Reputation: 151
I have two files, and I am trying to append the strings from the last column of the second file to an array within an array containing information in the first file. I want these strings to append only if the numbers in the second column of the second file fall between the numbers of the first and second columns of the first file.
Here are my files:
reads.bed:
chromA 10 69 read1
chromA 10 35 read2
chromA 10 55 read3
chromA 15 69 read4
chromA 80 119 read5
chromA 80 111 read6
chromA 90 119 read7
chromA 101 119 read8
feats.bed:
chromA 10 19 feat1
chromA 30 39 feat2
chromA 50 69 feat3
chromA 80 89 feat4
chromA 100 119 feat5
Here is my code:
feat_bed=open("feats.bed","r")
read_bed=open("reads.bed","r")
read_coords=[]
for line in read_bed.readlines():
line=line.strip()
line=line.split("\t")
read_coords.append([int(line[1]),int(line[2]),str(line[3]),[]])
for read in read_coords:
for feat in feat_bed.readlines():
feat=feat.strip()
feat=feat.split("\t")
if int(read[1]) > int(feat[1]) >= int(read[0]):
read[3].append(str(feat[3]))
print read
My expected output would be:
[10, 69, 'read1', ['feat1', 'feat2', 'feat3']]
[10, 35, 'read2', ['feat1', 'feat2']]
[10, 55, 'read3', ['feat1', 'feat2', 'feat3']]
[15, 69, 'read4', ['feat2', 'feat3']]
[80, 119, 'read5', ['feat4', 'feat5']]
[80, 111, 'read6', ['feat4', 'feat5']]
[90, 119, 'read7', ['feat5']]
[101, 119, 'read8', []]
Instead, my inner for loop seems to iterate only the first time, and then it stops, so my actual output is:
[10, 69, 'read1', ['feat1', 'feat2', 'feat3']]
[10, 35, 'read2', []]
[10, 55, 'read3', []]
[15, 69, 'read4', []]
[80, 119, 'read5', []]
[80, 111, 'read6', []]
[90, 119, 'read7', []]
[101, 119, 'read8', []]
I don't understand why my inner loop stops iterating after the first iteration of my outer loop.

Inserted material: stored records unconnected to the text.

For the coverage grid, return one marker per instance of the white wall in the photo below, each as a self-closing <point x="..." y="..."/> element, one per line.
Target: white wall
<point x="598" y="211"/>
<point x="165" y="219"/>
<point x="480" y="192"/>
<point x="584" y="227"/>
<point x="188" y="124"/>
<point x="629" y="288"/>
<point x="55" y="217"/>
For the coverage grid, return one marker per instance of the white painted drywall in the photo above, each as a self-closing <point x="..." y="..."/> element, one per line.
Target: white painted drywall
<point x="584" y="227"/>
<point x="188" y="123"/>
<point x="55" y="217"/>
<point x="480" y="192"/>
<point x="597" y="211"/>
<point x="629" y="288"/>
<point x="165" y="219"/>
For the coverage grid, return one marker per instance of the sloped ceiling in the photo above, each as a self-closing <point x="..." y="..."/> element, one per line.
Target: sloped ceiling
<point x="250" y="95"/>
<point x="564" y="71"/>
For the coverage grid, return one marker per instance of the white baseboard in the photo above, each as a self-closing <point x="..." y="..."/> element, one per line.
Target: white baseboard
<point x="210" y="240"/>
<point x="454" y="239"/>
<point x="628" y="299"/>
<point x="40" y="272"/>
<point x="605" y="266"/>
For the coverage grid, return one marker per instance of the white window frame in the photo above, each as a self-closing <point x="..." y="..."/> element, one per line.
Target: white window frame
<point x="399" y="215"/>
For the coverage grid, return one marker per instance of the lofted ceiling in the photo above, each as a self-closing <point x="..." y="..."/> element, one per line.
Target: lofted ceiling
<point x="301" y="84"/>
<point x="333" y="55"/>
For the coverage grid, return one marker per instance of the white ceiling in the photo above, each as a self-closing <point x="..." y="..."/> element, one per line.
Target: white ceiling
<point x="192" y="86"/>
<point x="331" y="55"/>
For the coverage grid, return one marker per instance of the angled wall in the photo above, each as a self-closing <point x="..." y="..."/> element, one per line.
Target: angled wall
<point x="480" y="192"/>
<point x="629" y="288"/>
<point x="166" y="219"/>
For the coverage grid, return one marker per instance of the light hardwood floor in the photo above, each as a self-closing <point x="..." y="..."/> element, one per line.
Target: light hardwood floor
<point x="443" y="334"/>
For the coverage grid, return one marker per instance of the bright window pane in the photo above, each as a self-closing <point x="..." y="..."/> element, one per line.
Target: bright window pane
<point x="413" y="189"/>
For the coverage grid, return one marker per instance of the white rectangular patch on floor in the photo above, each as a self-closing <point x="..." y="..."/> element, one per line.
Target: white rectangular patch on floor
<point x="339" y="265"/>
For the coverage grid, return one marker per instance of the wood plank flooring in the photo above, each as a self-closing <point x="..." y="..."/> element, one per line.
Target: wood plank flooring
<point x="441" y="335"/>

If someone could point out what I'm doing wrong that would be super helpful. Thanks.
Upvotes: 1
Views: 74
Reputation: 19414
This happens because readlines()
reads all lines from the current position in the file. So after the first call to readlines
, the file pointer is at the end of the file and all subsequent calls to readlines()
will return an empty list.
You want to save the lines to a list beforehand, like feat_lines = feat_bed.readlines()
and then iterate on that pre-saved list of lines like: for feat in feat_lines:
.
Upvotes: 1
Reputation: 1837
Using inner loops with identation:
feat_bed=open("feats.bed","r")
read_bed=open("reads.bed","r")
read_coords=[]
for line in read_bed.readlines():
line=line.strip()
line=line.split("\t")
read = [int(line[1]),int(line[2]),str(line[3]),[]]
for feat in feat_bed.readlines():
feat=feat.strip()
feat=feat.split("\t")
if int(read[1]) > int(feat[1]) >= int(read[0]):
read[3].append(str(feat[3]))
print read
Upvotes: 0